The Partners in Care curriculum, previously designed and evaluated with African Americans and Latinos, was adapted for this intervention (27-29). To adapt the intervention, focus groups with Native Hawaiians and Pacific Islanders were conducted to provide guidance regarding the content, format, and method of delivery of the intervention. In the focus groups, participants discussed facilitators and challenges to diabetes self-management, concerns of potential diabetes-related complications, the desire for a group-based educational format to facilitate social support, and to have a program in a convenient community location delivered by people that were from their community and/or Native Hawaiian or Pacific Islander. Participants wanted to know about diabetes medications and possible side effects, the relationship between food consumed and blood glucose, and what types of examinations they should receive from their health care provider, types of diabetes complications and how to prevent them, how to understand glucose numbers and A1c, and how to take action to control blood glucose and A1c.

The peer educators and steering committee members also contributed local and cultural knowledge during adaptation by reviewing written materials and making suggestions for visuals and hands-on activities. Peer educators who delivered Partners in Care had previously delivered an obesity prevention curriculum to community participants and had received prior training in group facilitation, intervention research, survey administration, and recruitment and retention methods. Images of Hawaiì, local foods, physical activities, and people were included to convey relevance to participants. Peer educators from the participating communities delivered the intervention and used “local” language and examples to convey some of the educational content. By using a culturally relevant context to discuss behavior change, the information about diabetes and self-management becomes more meaningful for the intended audience (30). Sociocultural strategies, which presented diabetes in the context of cultural values and characteristics of the participants, were incorporated into the intervention to increase salience. For example, through the use of a story depicting local characters at the beginning of each lesson, and participants sharing personal experiences with diabetes, the tradition of families and communities working together was reinforced. Storytelling allows the facilitator to use metaphors to link an individual’s situation to effective self-management behaviors. Participants were asked to set a goal at the end of each lesson that was related to the lesson topic. At each subsequent lesson, the peer educator devoted time for participants to discuss successes and challenges to achieving their goals. Additional intervention characteristics, one of the stories, and the format are described in detail in Appendix 1 in the Electronic Supplementary Material.

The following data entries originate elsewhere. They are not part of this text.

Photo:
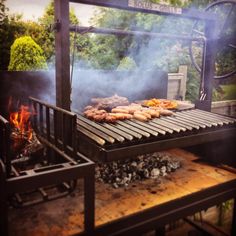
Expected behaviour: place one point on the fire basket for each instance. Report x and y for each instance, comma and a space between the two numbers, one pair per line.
59, 163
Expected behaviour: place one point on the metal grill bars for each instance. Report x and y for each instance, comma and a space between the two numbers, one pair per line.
181, 123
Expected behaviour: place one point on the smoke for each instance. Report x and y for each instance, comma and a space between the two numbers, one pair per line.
134, 85
153, 56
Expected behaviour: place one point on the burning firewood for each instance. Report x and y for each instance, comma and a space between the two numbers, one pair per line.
24, 142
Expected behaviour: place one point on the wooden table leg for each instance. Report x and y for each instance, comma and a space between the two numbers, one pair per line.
89, 202
3, 202
160, 231
233, 228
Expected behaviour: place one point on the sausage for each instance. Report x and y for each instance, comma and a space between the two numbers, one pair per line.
139, 116
165, 112
119, 110
144, 113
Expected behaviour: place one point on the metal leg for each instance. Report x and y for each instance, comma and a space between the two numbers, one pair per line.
89, 202
233, 228
160, 231
3, 202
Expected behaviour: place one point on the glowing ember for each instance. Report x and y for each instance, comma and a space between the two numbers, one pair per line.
21, 121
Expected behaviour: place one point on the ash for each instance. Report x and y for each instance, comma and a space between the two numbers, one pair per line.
123, 172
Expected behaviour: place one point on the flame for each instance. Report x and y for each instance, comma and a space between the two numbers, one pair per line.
21, 121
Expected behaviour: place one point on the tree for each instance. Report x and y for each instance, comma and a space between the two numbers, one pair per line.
127, 63
26, 55
47, 37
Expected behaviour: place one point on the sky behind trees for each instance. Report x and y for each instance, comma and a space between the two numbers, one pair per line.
32, 10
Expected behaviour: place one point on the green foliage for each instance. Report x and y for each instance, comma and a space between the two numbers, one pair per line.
26, 55
127, 63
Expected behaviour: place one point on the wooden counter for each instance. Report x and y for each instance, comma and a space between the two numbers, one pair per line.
191, 188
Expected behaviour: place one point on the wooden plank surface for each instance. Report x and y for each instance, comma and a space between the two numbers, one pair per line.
65, 216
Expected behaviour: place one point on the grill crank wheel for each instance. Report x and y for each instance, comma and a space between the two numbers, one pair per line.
225, 11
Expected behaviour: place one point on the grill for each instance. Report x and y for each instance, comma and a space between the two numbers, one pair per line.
129, 138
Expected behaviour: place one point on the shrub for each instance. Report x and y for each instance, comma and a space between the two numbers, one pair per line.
127, 63
26, 54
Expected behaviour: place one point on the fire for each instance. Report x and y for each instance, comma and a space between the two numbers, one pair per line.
21, 121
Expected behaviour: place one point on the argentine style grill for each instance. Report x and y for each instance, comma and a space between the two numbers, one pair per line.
110, 142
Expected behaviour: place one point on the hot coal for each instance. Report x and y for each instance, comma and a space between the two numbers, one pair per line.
123, 172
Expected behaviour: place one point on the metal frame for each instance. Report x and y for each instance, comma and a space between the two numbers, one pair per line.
62, 43
73, 165
159, 215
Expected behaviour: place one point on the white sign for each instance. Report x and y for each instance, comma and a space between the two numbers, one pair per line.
144, 4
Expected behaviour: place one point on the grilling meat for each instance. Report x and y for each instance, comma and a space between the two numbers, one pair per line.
112, 109
109, 102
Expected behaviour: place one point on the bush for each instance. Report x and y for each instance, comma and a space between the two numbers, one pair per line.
26, 54
127, 63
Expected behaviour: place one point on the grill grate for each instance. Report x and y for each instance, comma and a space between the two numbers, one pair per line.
181, 123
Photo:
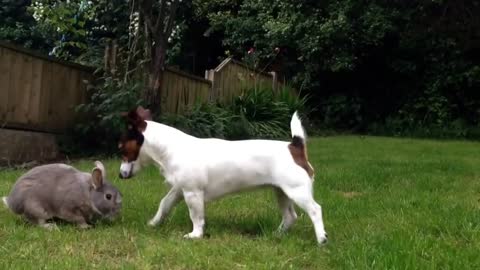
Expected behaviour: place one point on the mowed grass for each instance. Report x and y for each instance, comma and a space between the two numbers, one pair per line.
388, 204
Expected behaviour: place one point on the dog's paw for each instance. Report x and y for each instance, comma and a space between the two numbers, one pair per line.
192, 235
84, 226
323, 239
152, 223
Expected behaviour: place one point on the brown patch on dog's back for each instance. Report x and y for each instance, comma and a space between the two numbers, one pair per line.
299, 153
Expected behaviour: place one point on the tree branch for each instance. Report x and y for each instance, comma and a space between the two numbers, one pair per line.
171, 19
161, 15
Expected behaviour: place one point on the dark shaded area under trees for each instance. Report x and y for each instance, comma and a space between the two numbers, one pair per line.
382, 67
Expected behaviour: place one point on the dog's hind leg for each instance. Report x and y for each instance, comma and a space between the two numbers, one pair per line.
302, 196
166, 204
196, 207
288, 211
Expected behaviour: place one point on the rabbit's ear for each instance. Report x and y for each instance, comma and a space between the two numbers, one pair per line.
97, 178
99, 165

Curriculum materials emphasized American Diabetes Association clinical guideline goals for blood glucose, A1c, blood pressure, and lipids (31). Social cognitive theory provided the conceptual foundation for Partners in Care with an emphasis on behavioral capability, self-control procedures, emotional coping response, and self-efficacy. Social cognitive theory constructs (32, 33) were combined with selected cultural symbols and themes, cultural patterns and concepts, values, norms, and relationships to promote self-care activities (see Appendix 2 in the Electronic Supplementary Material). Intervention activities were hypothesized to improve psychosocial variables of problem solving and social support, along with understanding and performing diabetes self-management activities. These variables were hypothesized to lead to improvements in self-care behaviors such as self-blood glucose monitoring and medication adherence, and in turn lead to improved A1c. Twelve one-hour group meetings were delivered by trained peer educators in 3 community locations from March to May 2011. The peer educators were trained by research staff to deliver the curriculum intervention during a 4-hour group training, and a facilitator’s manual was provided. The materials are written in a conversational tone, in plain English, and intended to be read as a script by the peer educators for the purpose of fidelity to the intervention. Research staff observed two intervention meetings for each peer educator to document fidelity to the curriculum, questions asked by participants, and general satisfaction.

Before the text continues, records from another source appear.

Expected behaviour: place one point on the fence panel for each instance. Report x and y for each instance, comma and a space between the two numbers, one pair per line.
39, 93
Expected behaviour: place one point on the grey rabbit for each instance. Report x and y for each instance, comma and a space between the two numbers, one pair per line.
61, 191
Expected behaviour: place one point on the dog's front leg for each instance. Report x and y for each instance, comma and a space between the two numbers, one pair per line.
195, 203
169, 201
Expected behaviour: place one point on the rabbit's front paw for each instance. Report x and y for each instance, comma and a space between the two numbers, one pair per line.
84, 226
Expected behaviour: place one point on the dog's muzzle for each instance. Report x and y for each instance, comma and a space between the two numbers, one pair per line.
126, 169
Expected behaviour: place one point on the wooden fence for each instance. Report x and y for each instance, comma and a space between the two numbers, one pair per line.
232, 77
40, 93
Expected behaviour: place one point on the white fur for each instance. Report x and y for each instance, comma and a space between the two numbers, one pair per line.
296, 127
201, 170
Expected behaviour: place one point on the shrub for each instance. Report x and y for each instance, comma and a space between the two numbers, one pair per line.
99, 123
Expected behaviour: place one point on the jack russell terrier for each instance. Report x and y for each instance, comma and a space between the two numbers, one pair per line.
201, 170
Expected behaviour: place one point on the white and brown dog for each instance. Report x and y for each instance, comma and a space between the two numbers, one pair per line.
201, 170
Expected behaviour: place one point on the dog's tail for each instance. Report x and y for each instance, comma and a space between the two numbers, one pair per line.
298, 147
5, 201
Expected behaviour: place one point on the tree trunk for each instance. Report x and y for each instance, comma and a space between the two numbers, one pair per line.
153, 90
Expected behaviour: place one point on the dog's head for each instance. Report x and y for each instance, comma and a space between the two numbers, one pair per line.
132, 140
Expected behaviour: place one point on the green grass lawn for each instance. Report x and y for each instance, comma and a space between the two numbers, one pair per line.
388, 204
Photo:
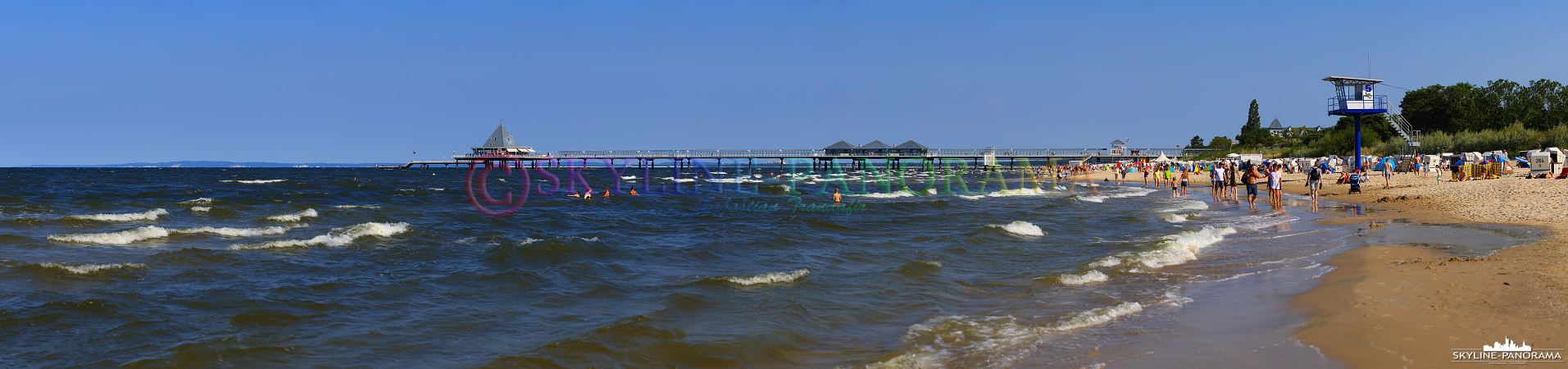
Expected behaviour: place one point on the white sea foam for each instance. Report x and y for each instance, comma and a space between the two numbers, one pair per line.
1021, 192
123, 217
767, 278
293, 217
1084, 278
336, 238
734, 181
1018, 226
237, 231
1116, 194
1107, 261
1098, 316
1181, 247
899, 194
1188, 204
123, 238
999, 341
87, 269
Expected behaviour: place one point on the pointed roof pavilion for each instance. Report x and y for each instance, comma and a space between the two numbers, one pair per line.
910, 145
875, 145
502, 140
839, 145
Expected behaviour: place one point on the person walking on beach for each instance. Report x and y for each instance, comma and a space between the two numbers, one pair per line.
1217, 181
1459, 168
1388, 173
1275, 184
1315, 180
1184, 183
1250, 180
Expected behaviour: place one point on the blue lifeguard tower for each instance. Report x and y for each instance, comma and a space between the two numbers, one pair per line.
1353, 98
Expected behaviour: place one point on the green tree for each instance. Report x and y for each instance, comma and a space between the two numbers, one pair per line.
1253, 132
1195, 144
1220, 142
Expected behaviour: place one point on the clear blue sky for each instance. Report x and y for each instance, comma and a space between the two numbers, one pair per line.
113, 82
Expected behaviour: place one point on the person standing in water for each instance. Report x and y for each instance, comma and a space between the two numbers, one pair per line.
1252, 185
1315, 181
1275, 184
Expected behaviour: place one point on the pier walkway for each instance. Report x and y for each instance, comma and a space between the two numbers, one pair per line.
820, 157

Participants were assessed at baseline and 3 months (post intervention) by trained study staff using a standardized protocol to obtain demographic, clinical, behavioral, and knowledge variables through in-person interview methods. The specific measures were based on the study outcomes of interest, content of the intervention, and the theoretical underpinnings of the study. Participants received a $20 gift card for the completion of each assessment. Survey completion times ranged from 20 to 40 minutes.

Outcome Measures

The primary outcome of this study was A1c which is measured as a percentage of hemoglobin that is glycated (expressed as A1c %). In this study, A1c was measured using a DCA 2000 analyzer (Bayer, West Haven, CT) which requires a small drop of blood from a finger stick, and results are available within 5-6 minutes.

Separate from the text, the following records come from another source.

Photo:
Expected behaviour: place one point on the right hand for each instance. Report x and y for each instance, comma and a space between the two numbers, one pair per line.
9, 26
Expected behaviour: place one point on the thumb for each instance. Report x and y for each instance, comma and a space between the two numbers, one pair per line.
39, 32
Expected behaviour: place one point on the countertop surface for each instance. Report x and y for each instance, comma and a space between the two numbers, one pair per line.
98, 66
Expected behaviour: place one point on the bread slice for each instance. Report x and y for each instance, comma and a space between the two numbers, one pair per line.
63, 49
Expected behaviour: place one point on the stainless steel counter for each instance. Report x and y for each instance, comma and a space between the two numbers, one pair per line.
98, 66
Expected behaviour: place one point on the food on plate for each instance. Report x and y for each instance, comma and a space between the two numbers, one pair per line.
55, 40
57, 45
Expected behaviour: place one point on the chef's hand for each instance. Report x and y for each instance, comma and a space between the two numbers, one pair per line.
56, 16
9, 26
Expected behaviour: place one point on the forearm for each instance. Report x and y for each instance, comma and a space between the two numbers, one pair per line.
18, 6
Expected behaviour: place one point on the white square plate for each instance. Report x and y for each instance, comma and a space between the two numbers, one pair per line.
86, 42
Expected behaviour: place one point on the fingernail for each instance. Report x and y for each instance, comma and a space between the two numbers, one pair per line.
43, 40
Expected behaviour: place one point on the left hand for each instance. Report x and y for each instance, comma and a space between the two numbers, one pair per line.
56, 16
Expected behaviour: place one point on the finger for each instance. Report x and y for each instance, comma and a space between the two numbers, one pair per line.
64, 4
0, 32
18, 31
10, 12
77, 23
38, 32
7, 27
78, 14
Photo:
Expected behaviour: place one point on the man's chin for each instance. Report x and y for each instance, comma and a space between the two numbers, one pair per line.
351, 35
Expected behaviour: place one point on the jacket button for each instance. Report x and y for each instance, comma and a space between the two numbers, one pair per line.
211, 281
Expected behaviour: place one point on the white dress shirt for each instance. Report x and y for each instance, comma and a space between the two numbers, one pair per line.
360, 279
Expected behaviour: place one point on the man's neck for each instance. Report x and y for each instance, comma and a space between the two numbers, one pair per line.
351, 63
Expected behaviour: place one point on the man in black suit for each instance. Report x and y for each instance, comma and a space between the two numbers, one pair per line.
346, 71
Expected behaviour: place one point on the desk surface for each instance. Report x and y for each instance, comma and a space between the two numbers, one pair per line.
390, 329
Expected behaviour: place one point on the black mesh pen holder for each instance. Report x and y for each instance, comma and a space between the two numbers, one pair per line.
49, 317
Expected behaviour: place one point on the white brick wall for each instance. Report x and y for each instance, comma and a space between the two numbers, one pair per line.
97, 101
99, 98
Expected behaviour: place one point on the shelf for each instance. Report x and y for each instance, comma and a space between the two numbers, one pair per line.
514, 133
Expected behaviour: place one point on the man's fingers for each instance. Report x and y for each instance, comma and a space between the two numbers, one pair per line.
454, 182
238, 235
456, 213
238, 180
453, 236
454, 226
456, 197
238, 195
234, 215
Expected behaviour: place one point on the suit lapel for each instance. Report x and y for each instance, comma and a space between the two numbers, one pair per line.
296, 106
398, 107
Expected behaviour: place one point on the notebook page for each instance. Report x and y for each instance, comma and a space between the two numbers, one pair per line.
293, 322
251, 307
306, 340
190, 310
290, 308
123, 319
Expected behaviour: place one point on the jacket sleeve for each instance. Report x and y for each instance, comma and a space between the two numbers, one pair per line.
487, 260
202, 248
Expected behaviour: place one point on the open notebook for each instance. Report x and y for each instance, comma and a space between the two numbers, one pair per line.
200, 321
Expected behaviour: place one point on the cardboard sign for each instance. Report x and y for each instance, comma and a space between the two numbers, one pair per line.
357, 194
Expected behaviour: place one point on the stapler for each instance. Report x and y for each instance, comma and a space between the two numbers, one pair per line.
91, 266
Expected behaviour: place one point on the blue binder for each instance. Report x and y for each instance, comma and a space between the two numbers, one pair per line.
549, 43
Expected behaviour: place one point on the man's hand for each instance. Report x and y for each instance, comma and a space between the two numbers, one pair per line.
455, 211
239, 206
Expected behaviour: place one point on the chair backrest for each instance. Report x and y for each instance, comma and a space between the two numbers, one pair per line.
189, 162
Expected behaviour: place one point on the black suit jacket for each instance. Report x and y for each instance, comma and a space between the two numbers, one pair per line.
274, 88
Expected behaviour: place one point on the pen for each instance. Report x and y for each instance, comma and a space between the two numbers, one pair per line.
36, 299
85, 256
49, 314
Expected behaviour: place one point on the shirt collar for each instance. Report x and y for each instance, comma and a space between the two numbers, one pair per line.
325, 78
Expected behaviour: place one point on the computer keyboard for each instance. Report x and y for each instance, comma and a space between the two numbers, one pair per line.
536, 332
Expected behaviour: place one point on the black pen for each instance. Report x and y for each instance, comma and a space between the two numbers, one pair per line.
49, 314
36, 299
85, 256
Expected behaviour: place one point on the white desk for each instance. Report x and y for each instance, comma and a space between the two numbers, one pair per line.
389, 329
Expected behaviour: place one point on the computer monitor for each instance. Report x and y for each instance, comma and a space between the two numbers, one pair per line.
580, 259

Secondary outcomes of this study were diabetes self-management understanding, performance of self-care activities, and diabetes-related distress. To assess understanding of diabetes self-management, a subscale from the Diabetes Care Profile (34) was used. We chose to use the Understanding subscale because it reflected the information that was provided in Partners in Care. The Understanding subscale consists of 12 questions and asks respondents to rate their understanding of aspects of diabetes self-care on a Likert scale from 1 (Poor) to 5 (Excellent). The numbered responses were summed across the 12 questions and ranged from 12 indicating poor overall understanding of diabetes self-management activities to 60 indicating excellent understanding (35, 36). In our study, the reliability coefficient (Cronbach’s alpha) of the Diabetes Care Profile subscale was 0.93.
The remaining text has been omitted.